Justice in Healthcare Artificial Intelligence in Africa
- URL: http://arxiv.org/abs/2406.10653v1
- Date: Sat, 15 Jun 2024 14:47:03 GMT
- Title: Justice in Healthcare Artificial Intelligence in Africa
- Authors: Aloysius Ochasi, Abdoul Jalil Djiberou Mahamadou, Russ B. Altman,
- Abstract summary: Justice is a major concern in AI that has implications for amplifying social inequities.
For Africa to effectively benefit from AI, these principles should align with the local context.
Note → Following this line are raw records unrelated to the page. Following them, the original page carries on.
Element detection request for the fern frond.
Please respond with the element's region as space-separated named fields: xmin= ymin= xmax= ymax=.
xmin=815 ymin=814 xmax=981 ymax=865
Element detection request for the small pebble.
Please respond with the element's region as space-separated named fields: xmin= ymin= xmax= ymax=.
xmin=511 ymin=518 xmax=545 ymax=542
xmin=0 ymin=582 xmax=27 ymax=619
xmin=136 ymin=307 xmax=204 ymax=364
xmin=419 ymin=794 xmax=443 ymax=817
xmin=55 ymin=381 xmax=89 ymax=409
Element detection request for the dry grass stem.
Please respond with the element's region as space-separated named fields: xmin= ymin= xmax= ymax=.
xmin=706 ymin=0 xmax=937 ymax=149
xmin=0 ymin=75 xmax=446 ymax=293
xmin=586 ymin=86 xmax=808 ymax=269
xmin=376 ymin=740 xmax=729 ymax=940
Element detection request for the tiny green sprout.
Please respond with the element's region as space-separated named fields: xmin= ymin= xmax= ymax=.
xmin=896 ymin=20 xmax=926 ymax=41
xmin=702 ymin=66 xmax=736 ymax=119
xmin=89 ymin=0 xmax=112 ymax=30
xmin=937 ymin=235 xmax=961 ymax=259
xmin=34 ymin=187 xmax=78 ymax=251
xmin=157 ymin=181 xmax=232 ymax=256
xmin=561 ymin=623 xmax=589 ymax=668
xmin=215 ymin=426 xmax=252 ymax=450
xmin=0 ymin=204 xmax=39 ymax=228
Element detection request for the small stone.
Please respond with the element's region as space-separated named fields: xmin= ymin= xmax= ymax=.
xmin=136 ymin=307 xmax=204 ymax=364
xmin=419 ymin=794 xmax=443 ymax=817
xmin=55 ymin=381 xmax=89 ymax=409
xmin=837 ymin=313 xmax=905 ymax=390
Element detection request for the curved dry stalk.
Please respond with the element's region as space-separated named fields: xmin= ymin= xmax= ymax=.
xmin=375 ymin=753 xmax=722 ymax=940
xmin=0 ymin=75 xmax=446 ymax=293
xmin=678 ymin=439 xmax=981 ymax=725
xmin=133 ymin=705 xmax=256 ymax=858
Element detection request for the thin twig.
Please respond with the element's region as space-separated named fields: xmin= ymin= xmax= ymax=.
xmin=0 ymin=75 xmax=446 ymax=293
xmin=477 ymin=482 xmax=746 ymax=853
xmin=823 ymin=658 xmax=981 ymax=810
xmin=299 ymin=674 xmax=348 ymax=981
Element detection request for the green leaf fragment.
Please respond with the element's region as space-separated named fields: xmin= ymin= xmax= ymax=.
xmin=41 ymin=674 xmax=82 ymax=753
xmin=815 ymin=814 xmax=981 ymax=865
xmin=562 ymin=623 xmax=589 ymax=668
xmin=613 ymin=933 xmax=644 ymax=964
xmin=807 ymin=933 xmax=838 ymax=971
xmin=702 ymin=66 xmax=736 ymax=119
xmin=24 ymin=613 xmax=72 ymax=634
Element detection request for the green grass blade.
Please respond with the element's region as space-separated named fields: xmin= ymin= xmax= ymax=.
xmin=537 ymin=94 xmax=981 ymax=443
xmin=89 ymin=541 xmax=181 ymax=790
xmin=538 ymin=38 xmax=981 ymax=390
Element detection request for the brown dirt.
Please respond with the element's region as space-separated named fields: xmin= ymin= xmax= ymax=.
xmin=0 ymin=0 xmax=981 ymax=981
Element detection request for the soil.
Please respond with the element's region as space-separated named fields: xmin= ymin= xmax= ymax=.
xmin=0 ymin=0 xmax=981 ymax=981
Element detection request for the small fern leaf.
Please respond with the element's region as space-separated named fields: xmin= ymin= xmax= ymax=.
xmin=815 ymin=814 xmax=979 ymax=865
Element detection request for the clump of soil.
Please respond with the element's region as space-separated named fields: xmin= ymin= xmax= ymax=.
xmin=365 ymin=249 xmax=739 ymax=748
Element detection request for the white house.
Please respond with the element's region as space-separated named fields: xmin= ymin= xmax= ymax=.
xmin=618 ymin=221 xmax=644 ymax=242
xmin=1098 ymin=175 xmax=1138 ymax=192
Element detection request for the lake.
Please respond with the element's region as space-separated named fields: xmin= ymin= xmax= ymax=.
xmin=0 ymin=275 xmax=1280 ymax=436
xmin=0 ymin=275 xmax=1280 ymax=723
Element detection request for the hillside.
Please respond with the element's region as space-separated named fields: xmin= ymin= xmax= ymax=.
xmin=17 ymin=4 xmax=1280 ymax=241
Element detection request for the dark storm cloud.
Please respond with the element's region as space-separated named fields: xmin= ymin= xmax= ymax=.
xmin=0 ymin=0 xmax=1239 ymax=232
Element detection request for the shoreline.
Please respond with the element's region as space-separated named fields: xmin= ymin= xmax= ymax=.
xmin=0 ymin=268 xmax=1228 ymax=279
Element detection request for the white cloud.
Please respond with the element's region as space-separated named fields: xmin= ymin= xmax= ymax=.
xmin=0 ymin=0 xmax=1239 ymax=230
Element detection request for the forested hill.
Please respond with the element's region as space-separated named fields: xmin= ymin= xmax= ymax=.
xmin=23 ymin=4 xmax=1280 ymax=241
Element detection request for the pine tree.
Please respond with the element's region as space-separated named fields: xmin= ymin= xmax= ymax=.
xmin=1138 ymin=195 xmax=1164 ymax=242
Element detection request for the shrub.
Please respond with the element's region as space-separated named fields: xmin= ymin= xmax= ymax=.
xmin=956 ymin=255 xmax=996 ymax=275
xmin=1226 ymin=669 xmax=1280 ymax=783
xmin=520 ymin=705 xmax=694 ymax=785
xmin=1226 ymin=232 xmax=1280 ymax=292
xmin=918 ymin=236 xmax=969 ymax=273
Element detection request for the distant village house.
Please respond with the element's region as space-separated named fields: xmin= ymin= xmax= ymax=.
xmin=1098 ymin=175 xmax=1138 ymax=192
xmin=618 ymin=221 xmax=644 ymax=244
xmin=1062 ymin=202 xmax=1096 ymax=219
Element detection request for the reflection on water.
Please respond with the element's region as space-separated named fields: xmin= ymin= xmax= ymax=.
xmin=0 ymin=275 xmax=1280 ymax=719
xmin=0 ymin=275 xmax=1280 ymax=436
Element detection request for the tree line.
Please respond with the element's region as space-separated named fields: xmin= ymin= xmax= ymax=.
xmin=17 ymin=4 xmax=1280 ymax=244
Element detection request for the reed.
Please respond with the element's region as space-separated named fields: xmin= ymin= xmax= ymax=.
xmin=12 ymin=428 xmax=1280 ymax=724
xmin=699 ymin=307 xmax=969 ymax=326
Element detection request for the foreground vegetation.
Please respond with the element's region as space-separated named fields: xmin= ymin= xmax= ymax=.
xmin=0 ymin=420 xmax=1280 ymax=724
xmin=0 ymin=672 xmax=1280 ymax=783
- Score: 2.5446340172055817
- License: http://creativecommons.org/licenses/by-nc-nd/4.0/
- Abstract: There is an ongoing debate on balancing the benefits and risks of artificial intelligence (AI) as AI is becoming critical to improving healthcare delivery and patient outcomes. Such improvements are essential in resource-constrained settings where millions lack access to adequate healthcare services, such as in Africa. AI in such a context can potentially improve the effectiveness, efficiency, and accessibility of healthcare services. Nevertheless, the development and use of AI-driven healthcare systems raise numerous ethical, legal, and socio-economic issues. Justice is a major concern in AI that has implications for amplifying social inequities. This paper discusses these implications and related justice concepts such as solidarity, Common Good, sustainability, AI bias, and fairness. For Africa to effectively benefit from AI, these principles should align with the local context while balancing the risks. Compared to mainstream ethical debates on justice, this perspective offers context-specific considerations for equitable healthcare AI development in Africa.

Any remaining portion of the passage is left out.